Every year we have a bumper crop of burrowing garden destroyers.
Experimented with five gallon buckets last couple of years to thwart the little buggers. Five holes in the bottom with a spade bit. Old busted mortar and bricks in the bottom. Broken up sticks on top of the bricks. Soil needs to provide drainage but needs to have some elements to hold moisture as well.
Some buckets I buried in the ground like for squash and melons that I didn't want to have hanging way over the side to reach the ground. They did real good. Had several above ground buckets with tomatoes and they loved it too, especially once their roots went down through the holes. Peppers would have liked the buckets more if I'd paid more attention to soil prep; it was way too clay packed. My booboo.
This year most of the buckets will be above ground with tomatoes and green and orange varieties of eggplant.
Half the in-ground buckets were pulled up today. I'm doing the squashes, climbing beans and Armenian cucumbers in raised beds with trellises made from remesh (going vertical).
Lessons learned.
A sprinkler is a waste of time.
Positioning buckets in a group (spaced apart from each other) can still result in closed off access when plants get spread out. Once the roots go down through the holes it's best to not move the buckets. Positioning in a row works better.
To be sure the plants get plenty of water, the distance from the top of the dirt to the rim of the bucket needs to big enough so that it can serve as the fill zone for the water.
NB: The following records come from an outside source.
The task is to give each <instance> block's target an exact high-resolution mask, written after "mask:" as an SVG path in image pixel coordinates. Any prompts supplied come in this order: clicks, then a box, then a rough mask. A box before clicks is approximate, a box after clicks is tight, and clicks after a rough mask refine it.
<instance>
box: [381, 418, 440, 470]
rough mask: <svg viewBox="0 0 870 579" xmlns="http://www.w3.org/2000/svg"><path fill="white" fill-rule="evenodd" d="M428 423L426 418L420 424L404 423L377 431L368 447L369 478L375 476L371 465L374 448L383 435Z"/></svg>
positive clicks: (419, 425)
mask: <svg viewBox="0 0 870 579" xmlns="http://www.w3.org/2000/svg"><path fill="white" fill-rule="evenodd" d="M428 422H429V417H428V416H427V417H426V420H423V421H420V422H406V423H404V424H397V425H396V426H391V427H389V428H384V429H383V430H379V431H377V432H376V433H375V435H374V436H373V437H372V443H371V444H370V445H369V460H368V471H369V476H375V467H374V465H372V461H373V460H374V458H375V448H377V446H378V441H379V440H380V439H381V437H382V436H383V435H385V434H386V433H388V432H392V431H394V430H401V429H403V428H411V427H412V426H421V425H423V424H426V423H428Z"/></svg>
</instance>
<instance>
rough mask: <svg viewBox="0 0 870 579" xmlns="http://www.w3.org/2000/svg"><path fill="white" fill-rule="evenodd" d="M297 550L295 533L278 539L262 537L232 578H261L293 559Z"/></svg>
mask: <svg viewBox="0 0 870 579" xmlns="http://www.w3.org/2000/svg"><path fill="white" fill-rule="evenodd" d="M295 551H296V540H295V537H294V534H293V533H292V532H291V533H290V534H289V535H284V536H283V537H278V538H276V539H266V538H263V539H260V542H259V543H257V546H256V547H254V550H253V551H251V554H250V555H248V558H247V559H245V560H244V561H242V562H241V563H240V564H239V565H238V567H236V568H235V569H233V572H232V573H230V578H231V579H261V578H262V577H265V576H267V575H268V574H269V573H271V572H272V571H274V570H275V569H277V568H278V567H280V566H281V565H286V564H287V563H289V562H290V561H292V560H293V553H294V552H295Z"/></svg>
In other words, to hose that volume full of water and it's good.
Sluicing the volume with fertilizer infused water is a good technique for fertilizing because the surface area of the soil is relatively small and inconvenient to work.
With that decreased volume of soil in a bucket, the soil quality becomes even more important.
This year most of the bucket planters will be above ground with tomatoes and green and orange varieties of eggplant.
Oh, and the upper parts of some rectangular buckets (recycling some sodium hydroxide containers from Scandinavia
) are getting a hammered metal look spray paint for partially buried planters in the wife's flower garden.